Oda Kaori, Recording with Mother “Working Hands” 母との記録「働く手」(2025)

This is the third dispatch from this year’s Yebisu International Festival for Art & Alternative Visions. You can read the first two here and here.

Founded in 2009, this year’s edition of the Yebisu International Festival for Art & Alternative Visions is dedicated to exploring the possibilities and problems posed by the changing nature of moving images in our time. Titled Docs: Images and Records, the event, currently taking place at the Tokyo Photography Art Museum, features a variety of works (films, installations, photography, performances and talks) that reflect on the meaning of representation through the visual medium and, in particular, question the meaning of the word ‘documentary’, a term that has become increasingly ossified (both on the big and small screen) and synonymous with the word ‘factual’. Or, as stated on the web page of the festival:

A document is a record of fact-based information, traditionally in the form of words but more recently also as images such as photographs and moving images. The word “documentary,” meanwhile, has come to be used not only as an adjective meaning “factual” or “consisting of documents,” but also as a noun referring to a film expressing facts.

The Lumière brothers’ Exiting the Factory (1895), which is a record of people leaving a factory, is widely recognized as the starting point of the history of motion pictures. People at the time were astonished to see scenes from their everyday lives being recorded and replayed before their eyes as if the events were actually happening right there. Today, 130 years after the invention of moving images, it is entirely unexceptional for people to record and share their daily lives through photographs and videos. Meanwhile, the definition of a photograph has been expanded to include digital images and that of moving images now encompasses digital video; in digital form, these media can be manipulated more freely than before, resulting in a more complex and ambiguous relationship between facts and the images that represent them. Held on the occasion of the 30th anniversary of the Tokyo Photographic Art Museum, the Yebisu International Festival for Art & Alternative Visions 2025 will focus on the transformation of these media. By examining a wide range of works through the lens of images and words, the festival will pursue a reconsideration of documents and documentary.

After presenting アンダーグラウンドUnderground, her latest work concluding a trilogy of sorts dedicated to the exploration of subterranean spaces, at the last Tokyo International Film Festival, a film which will be screened at this year’s Berlinale, Oda Kaori returns to focus on a more personal and private story with Recording with Mother “Working Hands” (母との記録「働く手」).
This medium-length (41′) work was one of the four projects commissioned by this year’s festival and continues to document the artist’s engagement with her mother, a relationship that gave rise to the short film Karaoke Cafe BOSA in 2022 and launched her career as a filmmaker with 2012’s Thus a Noise Speaks, a film in which Oda expressed and documented her coming out to her family.

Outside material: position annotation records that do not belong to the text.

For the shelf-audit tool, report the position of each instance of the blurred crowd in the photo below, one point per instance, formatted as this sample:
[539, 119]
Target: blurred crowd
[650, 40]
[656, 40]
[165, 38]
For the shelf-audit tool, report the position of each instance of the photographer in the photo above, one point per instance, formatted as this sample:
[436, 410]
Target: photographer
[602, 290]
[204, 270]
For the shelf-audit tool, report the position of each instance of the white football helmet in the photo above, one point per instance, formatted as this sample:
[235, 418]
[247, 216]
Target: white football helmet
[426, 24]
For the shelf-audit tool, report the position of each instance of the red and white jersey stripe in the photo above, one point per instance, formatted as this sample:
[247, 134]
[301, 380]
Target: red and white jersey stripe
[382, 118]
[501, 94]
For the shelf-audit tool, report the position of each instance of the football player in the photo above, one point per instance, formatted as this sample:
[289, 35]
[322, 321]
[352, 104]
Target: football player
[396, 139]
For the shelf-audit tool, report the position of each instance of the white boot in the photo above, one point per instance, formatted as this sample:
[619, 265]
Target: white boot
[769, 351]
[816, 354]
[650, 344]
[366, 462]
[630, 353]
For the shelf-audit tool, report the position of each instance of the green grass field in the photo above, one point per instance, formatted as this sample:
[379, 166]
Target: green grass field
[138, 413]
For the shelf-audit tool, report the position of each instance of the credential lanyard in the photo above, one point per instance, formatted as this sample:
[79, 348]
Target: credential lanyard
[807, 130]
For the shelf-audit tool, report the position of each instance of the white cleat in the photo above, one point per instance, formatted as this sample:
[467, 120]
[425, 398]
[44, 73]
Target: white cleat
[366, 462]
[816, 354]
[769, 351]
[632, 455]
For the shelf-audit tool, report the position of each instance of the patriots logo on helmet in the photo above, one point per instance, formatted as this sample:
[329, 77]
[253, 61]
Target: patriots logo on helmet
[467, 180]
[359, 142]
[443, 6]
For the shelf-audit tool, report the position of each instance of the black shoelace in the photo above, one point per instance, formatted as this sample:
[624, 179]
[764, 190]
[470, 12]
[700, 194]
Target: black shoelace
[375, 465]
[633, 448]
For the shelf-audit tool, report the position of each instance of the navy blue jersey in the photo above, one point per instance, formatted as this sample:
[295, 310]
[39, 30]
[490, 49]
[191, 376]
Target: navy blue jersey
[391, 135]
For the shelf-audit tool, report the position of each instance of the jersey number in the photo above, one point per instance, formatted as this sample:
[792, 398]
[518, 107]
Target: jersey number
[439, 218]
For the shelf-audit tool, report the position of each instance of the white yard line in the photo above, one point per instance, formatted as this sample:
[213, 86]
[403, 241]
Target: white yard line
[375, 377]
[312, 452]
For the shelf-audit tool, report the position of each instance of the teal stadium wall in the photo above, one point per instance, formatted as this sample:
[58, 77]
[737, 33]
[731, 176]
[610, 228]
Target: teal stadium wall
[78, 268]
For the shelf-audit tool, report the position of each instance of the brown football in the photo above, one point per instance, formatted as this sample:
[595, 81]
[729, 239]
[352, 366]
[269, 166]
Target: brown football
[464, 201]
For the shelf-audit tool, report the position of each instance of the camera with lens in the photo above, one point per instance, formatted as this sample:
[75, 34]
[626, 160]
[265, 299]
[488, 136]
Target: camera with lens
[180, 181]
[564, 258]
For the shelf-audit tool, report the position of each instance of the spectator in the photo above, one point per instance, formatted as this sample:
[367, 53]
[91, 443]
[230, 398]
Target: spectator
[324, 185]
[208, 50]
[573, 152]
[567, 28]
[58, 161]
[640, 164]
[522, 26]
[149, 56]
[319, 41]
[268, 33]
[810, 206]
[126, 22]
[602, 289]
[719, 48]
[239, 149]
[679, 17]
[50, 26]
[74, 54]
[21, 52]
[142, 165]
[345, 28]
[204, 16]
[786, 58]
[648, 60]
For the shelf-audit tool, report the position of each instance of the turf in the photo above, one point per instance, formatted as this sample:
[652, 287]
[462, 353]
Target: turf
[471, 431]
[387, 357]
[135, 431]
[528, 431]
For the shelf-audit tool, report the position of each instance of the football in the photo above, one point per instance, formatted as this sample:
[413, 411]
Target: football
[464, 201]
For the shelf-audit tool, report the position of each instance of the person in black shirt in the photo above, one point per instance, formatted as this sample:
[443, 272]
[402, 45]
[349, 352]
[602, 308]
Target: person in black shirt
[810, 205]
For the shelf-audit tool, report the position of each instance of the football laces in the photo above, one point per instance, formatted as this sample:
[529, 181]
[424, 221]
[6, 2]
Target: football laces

Oda’s approach seems to come from a place of curiosity about her mother’s life; the artist herself has said that there was a lot about her mother’s life that she didn’t know, such as the fact that she was the second youngest of ten siblings and that she lost her father when she was five. The film begins with images of domesticity, her mother working in the house, making some sort of wooden craft, while singing and talking to her daughter. Actually, there is no conversation, but the woman’s words are superimposed on the images as a kind of narration, a narration that from the very beginning conveys her confusion about Kaori’s gender: “I don’t know if I should call them son or daughter”. 

The work is structured to mirror the story of her mother’s life, but backwards, from the closure of the small karaoke café she ran for a few years before and during the pandemic, through the various jobs she went through during her life, back to her childhood’s places.
We learn that at the age of 15 she went to work in a wool mill in Aichi Prefecture, and after graduating while working in Kyoto, she became a telephone operator in Osaka. Returning to her hometown of Takashima in Nagasaki Prefecture, she became pregnant with her first child at the age of 23 and subsequently married. 

The seeming simplicity and rigour with which the images tell the story once again reveals Oda’s visual talent; the framing is never improvised but always purposeful, as is the use of natural light, shadows and shots of the sky and clouds that open the film. Moreover, there is almost no camera movement throughout the film, leaving room for a static camera filming her mother working in the kitchen, moving around the house, or travelling by train to her hometown and the house where she grew up, now covered by vegetation.

The film ends with her mother back at home carving a small wooden figurine, an object that seems to reflect Oda’s own effort: a heartfelt message made to thank and celebrate her mother.

The film was screened in the museum’s theatre on the day I visited, but it is currently being shown as an installation until 23 March. The exhibition space also features a vibrant oil painting by Oda herself.